Anette Didrich war seit August 2012 Seelsorgerin im Vivantes-Krankenhaus Neukölln. Zum 1. Juni hat sie eine Pfarrstelle als Seelsorgerin im Erich-Raddatz-Haus und im Haus Elisabeth angetreten. Sie berichtet davon, wie die Coronakrise die Bewohner*innen der Altenpflegeheime belastet: Als Risiko-Gruppe sind ihnen Besuche und Kontakte auch jetzt noch nur sehr eingeschränkt möglich. 

Bei dem Wort „Altenpflegeheim“ fallen manchen von Ihnen sicherlich Bilder der letzten Wochen ein: Besucher, die vor den Fenstern von Pflegeheimen stehen und sich mit der dort im 1. Stock wohnenden Mutter unterhalten. Im Ruhrgebiet konnte man an einer Verlosung teilnehmen: der Gewinner bekam einen „Besuch“ mit einem Drehleiterfahrzeug in bisweilen schwindelerregender  Höhe am offenen Fenster geschenkt! Auch Kommentare hat es zu diesem Thema gegeben, bisweilen voller Traurigkeit oder Wut.

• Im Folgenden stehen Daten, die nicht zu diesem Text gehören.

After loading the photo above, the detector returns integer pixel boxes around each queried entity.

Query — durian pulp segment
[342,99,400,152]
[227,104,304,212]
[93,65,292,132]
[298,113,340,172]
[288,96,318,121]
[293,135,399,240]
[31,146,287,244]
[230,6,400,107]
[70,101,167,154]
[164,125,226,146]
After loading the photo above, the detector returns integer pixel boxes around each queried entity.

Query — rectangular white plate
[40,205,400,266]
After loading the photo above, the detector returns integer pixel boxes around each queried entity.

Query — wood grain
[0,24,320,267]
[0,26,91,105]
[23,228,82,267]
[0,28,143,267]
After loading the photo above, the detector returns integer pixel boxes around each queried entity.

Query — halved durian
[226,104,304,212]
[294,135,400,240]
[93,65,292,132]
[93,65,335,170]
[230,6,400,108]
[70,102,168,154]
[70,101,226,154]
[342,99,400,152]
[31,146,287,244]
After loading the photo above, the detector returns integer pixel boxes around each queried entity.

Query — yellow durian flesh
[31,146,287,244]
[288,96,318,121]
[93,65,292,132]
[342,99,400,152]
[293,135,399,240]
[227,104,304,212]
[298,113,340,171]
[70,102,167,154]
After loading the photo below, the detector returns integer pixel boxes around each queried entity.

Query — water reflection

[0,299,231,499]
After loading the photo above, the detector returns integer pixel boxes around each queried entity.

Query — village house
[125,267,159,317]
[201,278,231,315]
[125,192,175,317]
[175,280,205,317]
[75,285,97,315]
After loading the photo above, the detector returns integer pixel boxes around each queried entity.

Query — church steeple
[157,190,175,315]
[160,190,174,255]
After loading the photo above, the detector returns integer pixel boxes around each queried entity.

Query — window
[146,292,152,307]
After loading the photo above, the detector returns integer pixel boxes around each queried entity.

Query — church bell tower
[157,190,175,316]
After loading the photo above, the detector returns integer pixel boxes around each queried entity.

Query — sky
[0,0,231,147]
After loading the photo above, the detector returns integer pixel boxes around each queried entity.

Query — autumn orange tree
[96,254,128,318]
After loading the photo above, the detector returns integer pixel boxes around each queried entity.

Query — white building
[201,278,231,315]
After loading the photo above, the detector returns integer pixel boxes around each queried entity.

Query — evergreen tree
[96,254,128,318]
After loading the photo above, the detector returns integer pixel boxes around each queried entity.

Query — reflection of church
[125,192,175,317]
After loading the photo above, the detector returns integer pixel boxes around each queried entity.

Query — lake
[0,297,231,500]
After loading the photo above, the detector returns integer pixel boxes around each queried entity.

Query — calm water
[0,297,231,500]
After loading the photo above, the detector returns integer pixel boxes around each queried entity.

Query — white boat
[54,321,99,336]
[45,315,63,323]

Zum 1.6.2020, mitten in der Corona-Krise, habe ich meine neue Pfarrstelle als Seelsorgerin im Erich-Raddatz-Haus und im Haus Elisabeth angetreten. Bis dahin habe ich im Klinikum Neukölln gearbeitet und miterlebt, wie sich die Besuchs- und Kontaktregeln dort auswirken. Immerhin: die Patienten im Krankenhaus werden entlassen und können dann wieder ihrem normalen Leben nachgehen. Im Pflegeheim ist die Lage anders: Bewohner in den Altenpflegeheimen haben wochenlang keinen Besuch gehabt, kein längeres Gespräch geführt, sich nur in ihrem Zimmer aufgehalten.  Natürlich haben die alten Menschen unter der Situation gelitten, natürlich haben sie Gespräche und Besuche mit und von Angehörigen oder anderen vertrauten Personen vermisst.  Aber es gab keine Alternative. Es ist den Bewohnerinnen und Bewohnern, dem Pflegepersonal, den Leitenden und anderen Diensten zu verdanken, dass diese Situation durchgehalten werden konnte: mit Geduld, mit aufmunternden und tröstenden Worten, mit erhöhtem Arbeitsaufwand.  Erkrankungen und Todesfälle durch Corona sind im Haus Elisabeth und im Erich-Raddatz-Haus nicht aufgetreten.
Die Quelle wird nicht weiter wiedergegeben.